2018.The idea of color matching mood is one that apparently runs deep within our own Western culture. And nowhere does that idea have a more whimsical fruition than that iconic bit of 1970s mass-market jewelry couture, the mood ring.
This trifle, a staple of the 1970s – a decade that could still glimpse the free-love and emotion vibes of the 1960s and the Summer of Love – purported to disclose the mood of the wearer via a color change. A typical rundown might go as follows:
- Black Very stressed
- Gray Very Nervous
- Amber Anxious and/or uncertain
- Green Calm
- Teal Calm and relaxed
- Blue Happy
- Indigo or Violet Happy, romantic or passionate
Some of the mentioned colors may align with ones' personal subjective impressions of color, and some may govern ones' subsequent reactions to a certain range of colors.

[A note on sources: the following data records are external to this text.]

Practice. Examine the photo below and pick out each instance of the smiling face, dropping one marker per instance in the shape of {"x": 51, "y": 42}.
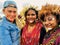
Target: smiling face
{"x": 50, "y": 22}
{"x": 31, "y": 16}
{"x": 10, "y": 13}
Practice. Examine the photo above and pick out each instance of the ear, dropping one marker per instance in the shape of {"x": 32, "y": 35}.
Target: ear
{"x": 3, "y": 11}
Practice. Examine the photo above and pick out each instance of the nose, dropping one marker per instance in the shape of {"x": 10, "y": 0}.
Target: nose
{"x": 46, "y": 23}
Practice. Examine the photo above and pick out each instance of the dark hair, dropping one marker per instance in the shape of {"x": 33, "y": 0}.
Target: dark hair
{"x": 53, "y": 13}
{"x": 32, "y": 9}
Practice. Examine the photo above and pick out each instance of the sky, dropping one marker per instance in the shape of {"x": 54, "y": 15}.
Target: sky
{"x": 22, "y": 3}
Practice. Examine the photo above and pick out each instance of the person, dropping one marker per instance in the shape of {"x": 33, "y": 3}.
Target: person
{"x": 50, "y": 21}
{"x": 9, "y": 32}
{"x": 33, "y": 32}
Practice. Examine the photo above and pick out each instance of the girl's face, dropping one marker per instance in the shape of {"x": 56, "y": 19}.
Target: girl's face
{"x": 50, "y": 22}
{"x": 31, "y": 16}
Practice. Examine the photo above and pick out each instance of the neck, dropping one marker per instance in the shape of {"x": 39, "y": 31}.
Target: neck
{"x": 32, "y": 24}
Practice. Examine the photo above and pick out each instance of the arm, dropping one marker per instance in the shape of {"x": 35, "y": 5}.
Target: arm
{"x": 5, "y": 38}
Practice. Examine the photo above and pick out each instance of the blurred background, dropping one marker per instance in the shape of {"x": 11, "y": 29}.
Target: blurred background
{"x": 21, "y": 4}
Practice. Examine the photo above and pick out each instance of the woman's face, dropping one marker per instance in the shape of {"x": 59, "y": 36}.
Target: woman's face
{"x": 31, "y": 16}
{"x": 50, "y": 22}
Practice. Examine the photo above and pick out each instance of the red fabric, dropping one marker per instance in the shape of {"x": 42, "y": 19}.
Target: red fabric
{"x": 33, "y": 37}
{"x": 54, "y": 39}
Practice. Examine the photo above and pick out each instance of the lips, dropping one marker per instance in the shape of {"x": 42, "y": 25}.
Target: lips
{"x": 48, "y": 25}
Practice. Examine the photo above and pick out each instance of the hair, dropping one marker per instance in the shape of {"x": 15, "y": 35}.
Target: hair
{"x": 49, "y": 9}
{"x": 53, "y": 13}
{"x": 33, "y": 10}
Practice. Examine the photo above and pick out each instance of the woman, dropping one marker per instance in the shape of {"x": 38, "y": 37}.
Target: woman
{"x": 32, "y": 31}
{"x": 50, "y": 20}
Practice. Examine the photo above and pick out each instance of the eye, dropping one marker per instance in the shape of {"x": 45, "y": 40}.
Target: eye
{"x": 14, "y": 11}
{"x": 49, "y": 18}
{"x": 28, "y": 14}
{"x": 32, "y": 14}
{"x": 9, "y": 11}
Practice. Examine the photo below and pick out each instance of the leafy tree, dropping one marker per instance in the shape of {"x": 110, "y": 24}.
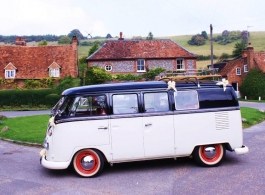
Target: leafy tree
{"x": 94, "y": 48}
{"x": 150, "y": 36}
{"x": 96, "y": 75}
{"x": 77, "y": 33}
{"x": 64, "y": 40}
{"x": 197, "y": 40}
{"x": 204, "y": 34}
{"x": 44, "y": 42}
{"x": 239, "y": 47}
{"x": 253, "y": 84}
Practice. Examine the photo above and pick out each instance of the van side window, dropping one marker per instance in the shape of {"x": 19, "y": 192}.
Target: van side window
{"x": 186, "y": 100}
{"x": 125, "y": 103}
{"x": 156, "y": 102}
{"x": 89, "y": 105}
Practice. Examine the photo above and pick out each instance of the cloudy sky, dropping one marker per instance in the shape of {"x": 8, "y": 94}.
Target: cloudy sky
{"x": 133, "y": 17}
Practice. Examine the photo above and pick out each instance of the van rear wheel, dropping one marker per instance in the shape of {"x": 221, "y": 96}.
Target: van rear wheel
{"x": 209, "y": 155}
{"x": 88, "y": 162}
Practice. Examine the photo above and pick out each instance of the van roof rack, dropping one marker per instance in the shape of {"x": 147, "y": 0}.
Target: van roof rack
{"x": 194, "y": 79}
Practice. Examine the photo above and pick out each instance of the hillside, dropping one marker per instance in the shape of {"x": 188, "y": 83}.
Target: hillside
{"x": 257, "y": 40}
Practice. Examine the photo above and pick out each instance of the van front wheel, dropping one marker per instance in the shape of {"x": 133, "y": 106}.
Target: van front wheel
{"x": 88, "y": 162}
{"x": 209, "y": 155}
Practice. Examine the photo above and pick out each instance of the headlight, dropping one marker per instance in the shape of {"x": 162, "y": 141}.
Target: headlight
{"x": 45, "y": 144}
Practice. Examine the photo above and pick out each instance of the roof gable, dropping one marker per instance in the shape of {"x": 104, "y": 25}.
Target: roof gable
{"x": 135, "y": 49}
{"x": 10, "y": 66}
{"x": 54, "y": 65}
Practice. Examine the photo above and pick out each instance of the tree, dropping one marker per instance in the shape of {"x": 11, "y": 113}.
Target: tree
{"x": 96, "y": 75}
{"x": 253, "y": 84}
{"x": 239, "y": 47}
{"x": 150, "y": 36}
{"x": 197, "y": 40}
{"x": 204, "y": 34}
{"x": 77, "y": 33}
{"x": 94, "y": 48}
{"x": 64, "y": 40}
{"x": 44, "y": 42}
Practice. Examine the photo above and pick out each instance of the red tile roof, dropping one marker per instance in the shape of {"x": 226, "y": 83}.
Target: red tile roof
{"x": 135, "y": 49}
{"x": 32, "y": 62}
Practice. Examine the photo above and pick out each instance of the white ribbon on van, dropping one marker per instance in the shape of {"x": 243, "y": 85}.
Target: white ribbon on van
{"x": 224, "y": 82}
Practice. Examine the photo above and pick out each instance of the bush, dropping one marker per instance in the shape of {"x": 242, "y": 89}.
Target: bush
{"x": 52, "y": 99}
{"x": 96, "y": 75}
{"x": 253, "y": 85}
{"x": 30, "y": 97}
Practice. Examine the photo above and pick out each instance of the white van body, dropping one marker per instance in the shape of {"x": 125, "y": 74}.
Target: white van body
{"x": 115, "y": 123}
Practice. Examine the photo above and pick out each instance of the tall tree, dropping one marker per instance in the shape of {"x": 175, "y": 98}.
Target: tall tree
{"x": 77, "y": 33}
{"x": 239, "y": 47}
{"x": 150, "y": 36}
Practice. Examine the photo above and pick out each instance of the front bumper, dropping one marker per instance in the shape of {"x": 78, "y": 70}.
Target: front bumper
{"x": 242, "y": 150}
{"x": 50, "y": 164}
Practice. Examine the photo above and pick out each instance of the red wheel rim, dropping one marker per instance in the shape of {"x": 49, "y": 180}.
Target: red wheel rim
{"x": 80, "y": 157}
{"x": 214, "y": 158}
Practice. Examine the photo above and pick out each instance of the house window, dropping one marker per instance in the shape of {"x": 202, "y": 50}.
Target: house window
{"x": 140, "y": 65}
{"x": 54, "y": 72}
{"x": 108, "y": 68}
{"x": 238, "y": 71}
{"x": 180, "y": 64}
{"x": 245, "y": 68}
{"x": 10, "y": 73}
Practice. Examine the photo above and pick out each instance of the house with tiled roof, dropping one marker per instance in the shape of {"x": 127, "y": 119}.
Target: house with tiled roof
{"x": 139, "y": 56}
{"x": 20, "y": 62}
{"x": 236, "y": 70}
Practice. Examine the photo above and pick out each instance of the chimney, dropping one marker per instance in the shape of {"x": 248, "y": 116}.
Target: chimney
{"x": 121, "y": 36}
{"x": 244, "y": 54}
{"x": 74, "y": 42}
{"x": 20, "y": 41}
{"x": 250, "y": 56}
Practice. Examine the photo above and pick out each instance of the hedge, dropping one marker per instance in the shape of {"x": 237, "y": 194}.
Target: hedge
{"x": 27, "y": 97}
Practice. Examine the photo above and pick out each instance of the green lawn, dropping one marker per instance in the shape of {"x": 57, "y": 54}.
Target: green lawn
{"x": 33, "y": 128}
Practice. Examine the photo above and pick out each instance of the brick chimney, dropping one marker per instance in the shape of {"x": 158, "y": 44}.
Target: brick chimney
{"x": 74, "y": 42}
{"x": 250, "y": 56}
{"x": 20, "y": 41}
{"x": 121, "y": 36}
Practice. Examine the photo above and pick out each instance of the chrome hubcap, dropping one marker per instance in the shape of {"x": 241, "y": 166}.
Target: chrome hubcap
{"x": 209, "y": 152}
{"x": 87, "y": 162}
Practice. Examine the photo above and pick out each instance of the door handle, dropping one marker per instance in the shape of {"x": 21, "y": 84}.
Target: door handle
{"x": 148, "y": 124}
{"x": 103, "y": 128}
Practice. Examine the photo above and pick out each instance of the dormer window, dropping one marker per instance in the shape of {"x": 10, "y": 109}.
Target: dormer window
{"x": 10, "y": 71}
{"x": 54, "y": 70}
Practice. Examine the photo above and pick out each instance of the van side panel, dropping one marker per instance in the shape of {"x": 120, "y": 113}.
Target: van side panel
{"x": 207, "y": 128}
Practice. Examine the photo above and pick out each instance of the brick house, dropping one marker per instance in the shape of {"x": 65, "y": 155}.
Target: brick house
{"x": 20, "y": 62}
{"x": 236, "y": 70}
{"x": 137, "y": 56}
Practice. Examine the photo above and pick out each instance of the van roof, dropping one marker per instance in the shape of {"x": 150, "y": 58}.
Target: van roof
{"x": 138, "y": 85}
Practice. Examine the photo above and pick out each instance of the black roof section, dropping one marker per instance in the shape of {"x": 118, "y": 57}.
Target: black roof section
{"x": 148, "y": 85}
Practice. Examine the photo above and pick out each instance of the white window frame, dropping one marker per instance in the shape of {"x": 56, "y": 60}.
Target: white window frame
{"x": 10, "y": 74}
{"x": 54, "y": 72}
{"x": 245, "y": 68}
{"x": 140, "y": 66}
{"x": 180, "y": 65}
{"x": 108, "y": 67}
{"x": 238, "y": 71}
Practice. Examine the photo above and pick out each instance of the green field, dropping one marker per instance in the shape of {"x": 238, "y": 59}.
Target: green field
{"x": 257, "y": 40}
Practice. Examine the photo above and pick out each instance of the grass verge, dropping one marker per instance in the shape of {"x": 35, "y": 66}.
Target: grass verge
{"x": 33, "y": 128}
{"x": 252, "y": 115}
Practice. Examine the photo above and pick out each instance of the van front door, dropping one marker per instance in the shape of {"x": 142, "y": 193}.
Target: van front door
{"x": 126, "y": 128}
{"x": 158, "y": 125}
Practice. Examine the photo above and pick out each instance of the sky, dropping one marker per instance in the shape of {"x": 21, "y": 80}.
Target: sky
{"x": 132, "y": 17}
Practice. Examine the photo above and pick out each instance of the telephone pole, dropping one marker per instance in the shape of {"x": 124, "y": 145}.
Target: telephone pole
{"x": 211, "y": 40}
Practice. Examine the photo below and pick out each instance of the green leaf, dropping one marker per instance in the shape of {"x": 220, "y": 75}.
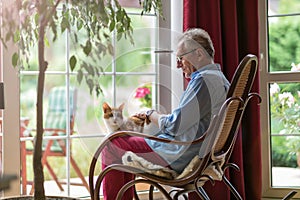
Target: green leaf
{"x": 73, "y": 62}
{"x": 112, "y": 25}
{"x": 64, "y": 24}
{"x": 79, "y": 24}
{"x": 17, "y": 36}
{"x": 15, "y": 59}
{"x": 87, "y": 48}
{"x": 79, "y": 76}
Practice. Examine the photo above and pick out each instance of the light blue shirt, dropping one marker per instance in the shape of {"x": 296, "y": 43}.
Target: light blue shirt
{"x": 202, "y": 99}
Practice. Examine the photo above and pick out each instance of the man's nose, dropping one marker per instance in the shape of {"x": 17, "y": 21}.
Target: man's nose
{"x": 179, "y": 64}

Some may simply make little or no sense. Follow this link for a nearly-insanely detailed list of possible meanings.
The rings worked on a very simple principle: body heat. The usually-inexpensive rings had a layer of liquid crystal bonded to a surface over which was mounted polished glass or some inexpensive transparent gem. The liquid crystal responded to changing body heat which was held to be in specific response to specific moods, refracting light and changing the reflected color as body heat changed ... as mood changed.
What I find interesting here is that many of the colors listed correspond to already-held assumptions about color in Western society – blue, green, and cool colors were held to connote clamness and cheerfulness, whereas colors such as black, which is found in situations of gravity and grimness, connote stress and strain.
The connection to mood and bodily response is one whose validity is open to question, depending on one's point of view. The interesting thing about the mood ring is that instead of color determining mood, mood determines color – which is a thing that wouldn't occur to us in the gestalt if we didn't think that color did indeed, somehow, influence mood.